En resumidas cuentas, si Melchior llevaba puestas prendas de vestir —acaparadas de una cuerda que pendía en el exterior de la tienda— era porque el clima lo apremiaba. Y cómo no, la primavera como tal era fértil, pero terriblemente húmeda e indecisa. Por las mañanas la escarcha arropaba las calles, hacia el mediodía el sol calentaba los adoquines y el tumulto reunía calidez corporal, pero nuevamente hacia el atardecer, la oscuridad extendía sus gélidos dedos sobre el mundo y los desdichados. Para él en su forma animal, el frío era relativo al sitio en el que se acurrucara, el pelaje le permitía prevalecer en mejores términos con el ambiente, mas se veía constantemente inducido al sopor de la hibernación y no podía estarse permitiendo dormir tres días seguidos cuando no contaba con el estómago lo suficientemente repleto. Por ello, principalmente, se paseaba con apariencia humana más frecuentemente, aunque esto le forzara a padecer con mayor crudeza el fresco.

Resumamos el encuentro actual, pues; Melchior se hallaba tumbado sobre los artilugios disgregados en el suelo de la tienda, de rostro al recién llegado y con escasísimas posibilidades de fugarse ileso. No demoró demasiado en percibir el aroma y los colores que detentaban el aura del adulto, alarmándole sobre su identidad como predador, uno temible, de hecho.
El jovencito intentó incorporarse, su instinto le impuso la necesidad de huir, pero una daga voladora se incrustó en el suelo entre sus piernas, arraigando la tela raída del inmenso pantalón que llevaba puesto e impidiéndole moverse a voluntad.
Oh, se había metido en terribles aprietos.

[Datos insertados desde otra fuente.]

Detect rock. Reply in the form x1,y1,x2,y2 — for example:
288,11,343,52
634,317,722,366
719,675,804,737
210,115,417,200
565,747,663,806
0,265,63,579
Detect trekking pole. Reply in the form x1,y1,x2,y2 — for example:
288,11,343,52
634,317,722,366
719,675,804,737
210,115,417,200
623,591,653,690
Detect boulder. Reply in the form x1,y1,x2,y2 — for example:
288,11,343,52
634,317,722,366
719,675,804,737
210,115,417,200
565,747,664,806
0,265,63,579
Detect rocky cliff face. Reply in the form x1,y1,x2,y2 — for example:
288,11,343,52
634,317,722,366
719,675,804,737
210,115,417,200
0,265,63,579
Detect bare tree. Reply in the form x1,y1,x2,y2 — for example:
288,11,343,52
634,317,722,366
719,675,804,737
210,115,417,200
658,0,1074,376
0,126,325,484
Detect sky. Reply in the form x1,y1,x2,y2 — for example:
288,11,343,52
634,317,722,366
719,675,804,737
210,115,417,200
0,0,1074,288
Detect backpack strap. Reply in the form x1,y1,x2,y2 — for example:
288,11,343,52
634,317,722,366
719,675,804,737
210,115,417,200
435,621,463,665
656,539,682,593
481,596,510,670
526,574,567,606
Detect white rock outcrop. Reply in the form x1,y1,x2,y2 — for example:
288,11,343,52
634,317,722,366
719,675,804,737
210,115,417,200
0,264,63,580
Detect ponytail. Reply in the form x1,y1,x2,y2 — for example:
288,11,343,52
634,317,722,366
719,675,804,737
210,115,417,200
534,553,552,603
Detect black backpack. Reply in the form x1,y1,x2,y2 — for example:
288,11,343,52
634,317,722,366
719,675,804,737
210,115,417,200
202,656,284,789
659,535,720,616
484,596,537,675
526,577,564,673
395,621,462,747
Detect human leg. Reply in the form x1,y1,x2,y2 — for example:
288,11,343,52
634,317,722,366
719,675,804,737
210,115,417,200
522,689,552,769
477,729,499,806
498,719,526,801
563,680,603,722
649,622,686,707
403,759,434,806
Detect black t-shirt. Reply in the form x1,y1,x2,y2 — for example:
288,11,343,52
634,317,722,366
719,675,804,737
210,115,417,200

El robusto sujeto le habló en francés y comenzó a aproximarse con preocupante cautela. El niño permaneció en silencio, con los ojos bien abiertos y el corazón palpitándole desbocado. No había entendido el concepto de sus preguntas ni le interesaba la posibilidad de aprender a responderlas, su mente rondaba la idea de marcharse a toda costa, pero las opciones eran limitadas y altamente peligrosas, necesitaba actuar de inmediato.
Melchior sostuvo el mango de la navaja a rauda velocidad, lo desclavó del suelo y se abalanzó sobre su oponente, obligándole a caer de espaldas bajo su peso. Sin miramientos, se propuso incrustar el filo del arma en el cuello de la víctima, sin embargo, no se estaba enfrentando a cualquier mundano ladronzuelo, sino a una criatura de su tipo y una mucho más poderosa, además.
Su intento se vio frustrado, así que, al primer indicio de desatención, se apresuró a escapar. Sin el cuchillo y con los anillos bien empuñados saltó en dirección de la entrada, sin embargo, una fuerza contraria le retuvo por la pierna, haciéndole caer de bruces. ¡Esos malditos pantalones!